17 Я прекрасно понимаю, что есть масса доводов, позволяющих объяснить, почему в пылу новых дискуссий теоретики экологии не бросили все свои силы на обсуждение политического характера природы. Как Сартр до них, они не хотели «приводить в уныние [товарищей из] Бийанкура», высказывая сомнения в науке, которая, по их мнению, совершенно необходима чтобы вызвать отклик общественности. Такого рода «стратегический натурализм» позволяет им использовать против своих врагов пресловутые законы природы, носящие необратимый характер. Это была справедливая война, и, пожалуй, их не стоит критиковать за столь удачное использование понятия природы, но она по-прежнему остается никудышной политической философией. В долгосрочной перспективе новое вино нельзя залить в ветхие мехи. См. например, карикатурное использование сциентизма в книге Пола и Анны Эрлих «Предательство Науки и Разума. Как анти-энвайронменталистская риторика угрожает нашему будущему» (Ehrlich, Paul R., Anne H. Ehrlich. Betrayal of Science and Reason: How Anti-Environmental Rhetoric Threatens Our Future. [1997]), которые всего-навсего хотят, чтобы «хорошая» и непререкаемая наука победила «плохую» науку реакционных идеологов. Философия экологии, которая не сможет вместить в себя разногласия между учеными, не будет отвечать своему интеллектуальному предназначению.
18 Существует немало работ о невозможности сохранения эпитетом «природный» постоянства. К моим любимым относятся две: работа Элстона Чейза «Играя в бога в Йелоустоне. Разрушение первого Национального парка Америки». (Chase Alston. Playing God in Yellowstone: The Destruction of America’s First National Park. [1987]) и поразительная книга Кронона о Чикаго (Cronon. Op. cit. 1991). О зоопарках см.: Baratay Eric et Hardouin-Fugier Elisabeth. Histoire des jardins zoologiques en Occident. XVI–XIX siècles. (1998). Что касается парков, то тут пример моего друга Дэвида Вестерна особенно показателен (Western David. In the Dust of Kilimanjaro. [1997]), в качестве введения можно прочесть статью Шари Куссена (Coussins Charis. «Des éléphants dans le magasin de la science». [1997]). О ситуации во Франции см. Кадоре (Cadoret Anne, sous la dir. Protection de la nature. Histoire et idéologie. [1986]) и особенно захватывающую диссертацию Дени Тромма (Tromm Danny. La production politique du paysage: Eléments pour une interprétation des pratiques ordinaires de patrimonialisation de la nature en Allemagne et en France. [1996]). Связь между патримониализацией природы и культуры становится очевидной при чтении книги Доминика Пуло (Poulot Dominique. Musée, nation, patrimoine, 1789–1815. [1997]). См. также впечатляющую работу по истории природы, проделанную Лоррэном Дастоном (Daston Lorraine. The Nature of Nature in Early Modern Europe. [1998]; Daston Lorraine et Park Katharine. Wonders and the Order of Nature. [1999]).

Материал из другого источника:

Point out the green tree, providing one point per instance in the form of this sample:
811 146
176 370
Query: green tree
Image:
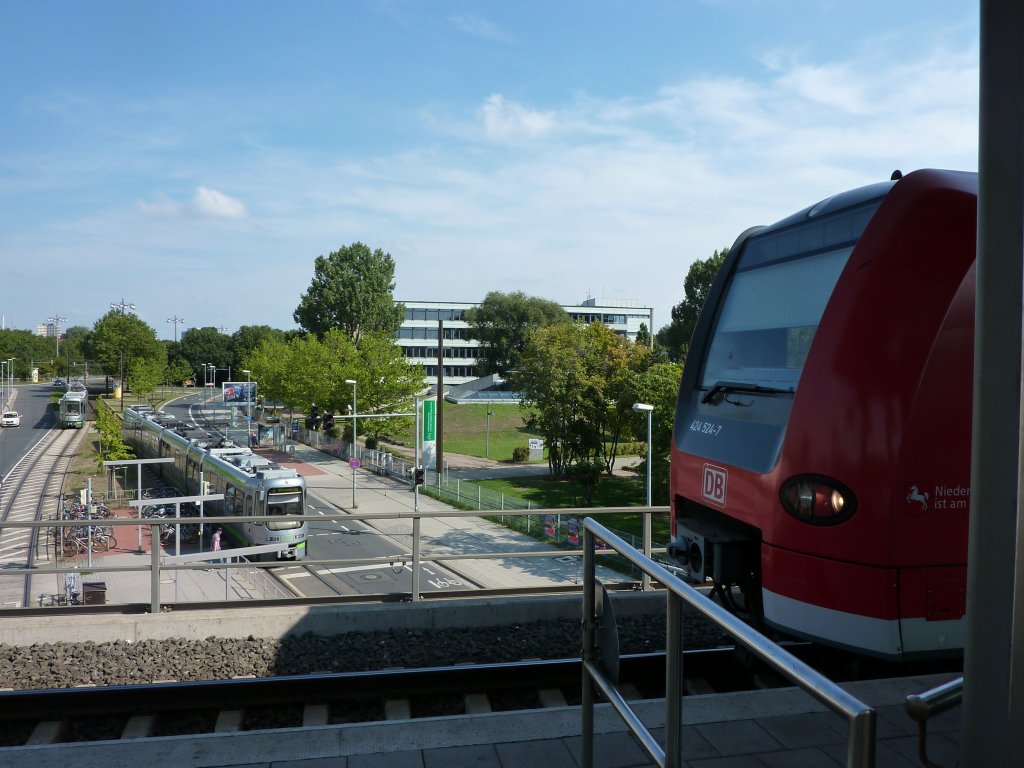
121 338
386 383
112 444
145 375
657 386
178 372
574 382
352 290
675 338
207 345
643 335
306 371
503 322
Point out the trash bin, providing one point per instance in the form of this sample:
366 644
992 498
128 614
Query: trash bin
94 593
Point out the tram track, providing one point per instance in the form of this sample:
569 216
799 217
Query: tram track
31 492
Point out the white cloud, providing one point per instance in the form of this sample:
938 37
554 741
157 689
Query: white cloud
206 203
505 120
214 204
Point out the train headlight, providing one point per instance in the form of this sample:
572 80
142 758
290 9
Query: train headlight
817 500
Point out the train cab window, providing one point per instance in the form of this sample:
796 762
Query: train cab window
284 502
781 284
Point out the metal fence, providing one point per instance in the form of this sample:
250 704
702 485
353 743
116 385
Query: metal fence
599 672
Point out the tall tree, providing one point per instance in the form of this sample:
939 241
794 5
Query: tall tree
387 383
207 345
247 339
503 322
120 339
574 382
352 290
675 338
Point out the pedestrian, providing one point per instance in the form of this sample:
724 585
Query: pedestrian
215 542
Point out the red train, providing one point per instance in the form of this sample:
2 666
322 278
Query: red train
821 451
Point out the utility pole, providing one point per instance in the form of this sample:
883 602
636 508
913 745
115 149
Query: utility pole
56 320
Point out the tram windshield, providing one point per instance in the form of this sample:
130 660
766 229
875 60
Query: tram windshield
284 502
782 282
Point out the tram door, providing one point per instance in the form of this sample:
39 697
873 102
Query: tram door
253 536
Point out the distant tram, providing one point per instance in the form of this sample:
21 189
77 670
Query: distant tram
252 484
72 409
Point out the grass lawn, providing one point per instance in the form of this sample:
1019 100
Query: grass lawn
466 430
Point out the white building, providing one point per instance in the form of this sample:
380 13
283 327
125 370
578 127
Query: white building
418 335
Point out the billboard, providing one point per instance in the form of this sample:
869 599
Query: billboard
239 392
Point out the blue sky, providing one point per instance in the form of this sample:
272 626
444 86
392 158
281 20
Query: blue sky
196 158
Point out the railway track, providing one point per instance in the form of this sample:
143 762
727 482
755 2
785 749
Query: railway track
31 492
169 709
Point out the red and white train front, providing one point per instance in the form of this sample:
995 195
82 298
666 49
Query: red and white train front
822 437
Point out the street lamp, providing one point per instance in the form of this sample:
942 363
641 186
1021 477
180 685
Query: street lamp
249 394
353 461
56 320
486 441
644 408
175 320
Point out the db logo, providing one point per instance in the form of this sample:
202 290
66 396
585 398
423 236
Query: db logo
714 484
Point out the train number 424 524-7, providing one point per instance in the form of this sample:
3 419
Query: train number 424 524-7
706 427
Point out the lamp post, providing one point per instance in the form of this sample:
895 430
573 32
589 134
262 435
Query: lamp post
353 461
647 409
249 410
486 440
56 320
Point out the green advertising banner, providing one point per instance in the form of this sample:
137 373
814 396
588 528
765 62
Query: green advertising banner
429 421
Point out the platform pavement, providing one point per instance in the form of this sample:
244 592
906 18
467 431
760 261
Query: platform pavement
331 479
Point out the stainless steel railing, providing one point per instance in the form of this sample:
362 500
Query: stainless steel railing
860 718
922 707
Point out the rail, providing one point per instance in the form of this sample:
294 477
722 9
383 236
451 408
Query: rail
923 707
599 672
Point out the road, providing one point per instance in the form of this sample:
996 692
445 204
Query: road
32 401
335 539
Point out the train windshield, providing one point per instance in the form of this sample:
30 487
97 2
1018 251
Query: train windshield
782 282
285 502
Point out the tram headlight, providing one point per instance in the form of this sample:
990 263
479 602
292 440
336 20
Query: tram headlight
817 500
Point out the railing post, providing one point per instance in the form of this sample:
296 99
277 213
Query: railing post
674 682
645 579
589 650
416 559
154 569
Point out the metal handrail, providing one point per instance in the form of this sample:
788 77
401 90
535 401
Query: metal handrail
860 717
923 707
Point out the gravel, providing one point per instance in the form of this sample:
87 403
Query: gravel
65 665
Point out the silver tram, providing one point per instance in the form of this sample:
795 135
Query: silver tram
252 484
71 409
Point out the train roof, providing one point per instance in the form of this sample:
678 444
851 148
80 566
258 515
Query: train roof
218 449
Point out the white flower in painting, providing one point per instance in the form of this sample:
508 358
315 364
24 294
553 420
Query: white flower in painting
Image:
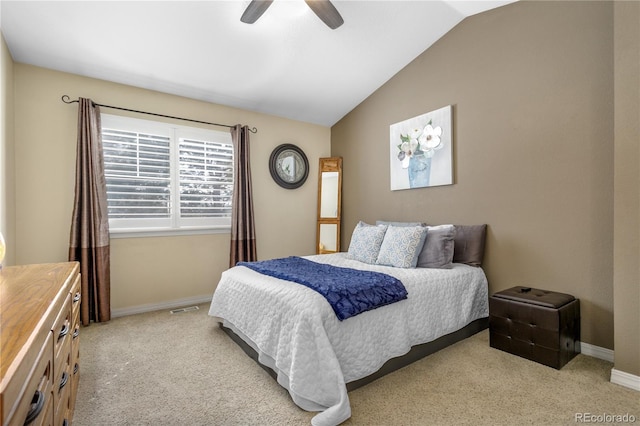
419 141
430 138
415 133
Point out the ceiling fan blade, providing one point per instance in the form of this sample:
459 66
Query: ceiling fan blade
327 12
255 10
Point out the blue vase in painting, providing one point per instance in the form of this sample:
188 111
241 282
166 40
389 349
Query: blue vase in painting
419 170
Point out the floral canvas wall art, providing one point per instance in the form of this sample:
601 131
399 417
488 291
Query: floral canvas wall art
421 151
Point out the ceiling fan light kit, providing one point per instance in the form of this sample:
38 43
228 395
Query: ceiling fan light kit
324 9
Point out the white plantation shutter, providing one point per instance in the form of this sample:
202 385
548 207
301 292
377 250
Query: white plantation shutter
138 172
166 177
206 178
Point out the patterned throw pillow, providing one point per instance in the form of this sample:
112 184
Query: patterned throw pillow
365 242
401 246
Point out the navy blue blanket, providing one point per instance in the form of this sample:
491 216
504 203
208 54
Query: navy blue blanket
348 291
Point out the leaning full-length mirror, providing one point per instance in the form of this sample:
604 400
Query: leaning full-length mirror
329 205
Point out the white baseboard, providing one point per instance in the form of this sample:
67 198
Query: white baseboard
625 379
178 303
618 377
596 351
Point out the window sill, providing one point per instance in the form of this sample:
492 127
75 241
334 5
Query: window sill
166 232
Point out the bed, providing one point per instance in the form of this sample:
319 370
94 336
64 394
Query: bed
293 331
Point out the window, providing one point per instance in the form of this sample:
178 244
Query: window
166 178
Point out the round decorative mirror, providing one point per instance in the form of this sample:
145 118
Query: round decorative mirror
289 166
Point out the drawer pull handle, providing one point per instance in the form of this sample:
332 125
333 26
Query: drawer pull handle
37 404
64 380
64 331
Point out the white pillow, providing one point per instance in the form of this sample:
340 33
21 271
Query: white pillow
402 246
365 242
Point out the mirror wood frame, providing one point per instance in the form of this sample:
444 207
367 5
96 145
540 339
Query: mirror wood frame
329 165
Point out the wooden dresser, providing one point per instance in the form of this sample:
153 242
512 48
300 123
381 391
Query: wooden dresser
39 344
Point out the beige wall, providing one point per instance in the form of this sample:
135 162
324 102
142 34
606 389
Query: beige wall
626 272
147 271
7 180
531 85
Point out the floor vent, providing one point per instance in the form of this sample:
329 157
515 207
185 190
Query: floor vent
181 310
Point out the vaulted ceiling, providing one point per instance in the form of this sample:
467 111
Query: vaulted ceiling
288 63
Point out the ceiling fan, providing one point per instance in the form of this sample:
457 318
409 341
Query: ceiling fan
323 8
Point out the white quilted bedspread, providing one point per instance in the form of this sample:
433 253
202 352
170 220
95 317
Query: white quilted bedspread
296 333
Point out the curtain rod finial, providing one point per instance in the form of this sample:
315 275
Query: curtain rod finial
67 100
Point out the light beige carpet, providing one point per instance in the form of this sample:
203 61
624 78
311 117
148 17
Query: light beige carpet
181 369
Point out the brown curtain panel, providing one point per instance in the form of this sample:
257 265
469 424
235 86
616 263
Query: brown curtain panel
243 231
89 241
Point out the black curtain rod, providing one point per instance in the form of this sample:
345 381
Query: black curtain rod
68 100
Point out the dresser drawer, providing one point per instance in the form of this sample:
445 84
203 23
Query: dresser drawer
39 315
37 396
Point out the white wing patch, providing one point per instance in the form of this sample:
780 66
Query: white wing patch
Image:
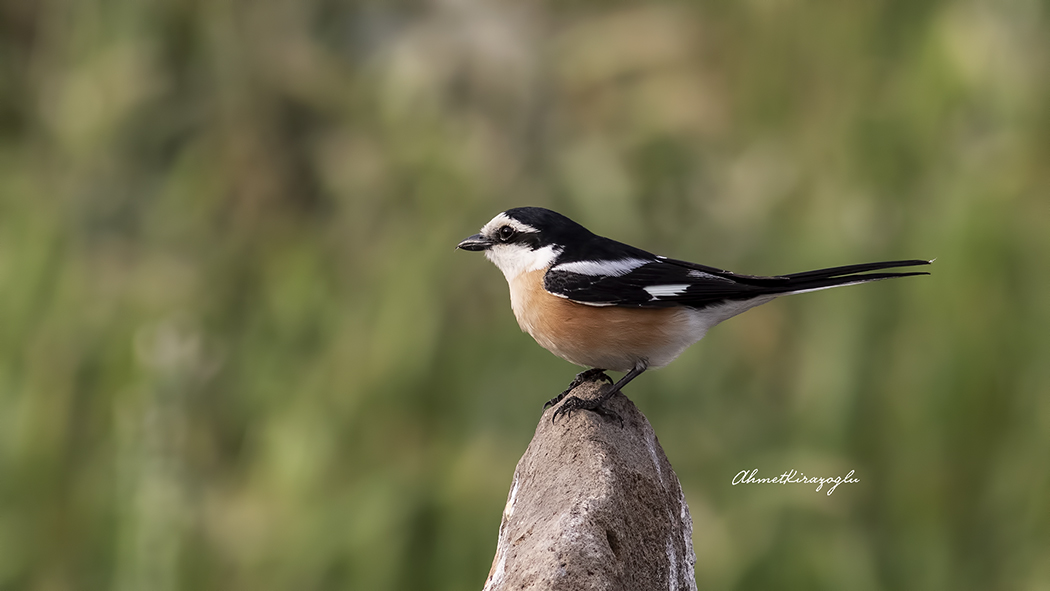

19 Я воспроизвожу здесь статью Latour Bruno. «Moderniser ou écologiser: à la recherche de la septième Сité». (1995b). В этих исследованиях я многим обязан двум работам, которые заменяют ложную дискуссию о природе ключевыми понятиями близости и соединения: Lafaye Claudette et Thévenot Laurent. «Une justification écologique? Conflits dans l’aménagement de la nature». (1993); Thévenot Laurent. «Stratégies, Intérêts et justifications. A propos d'une comparaison France – Etats-Unis de conflits d'aménagement». (1996).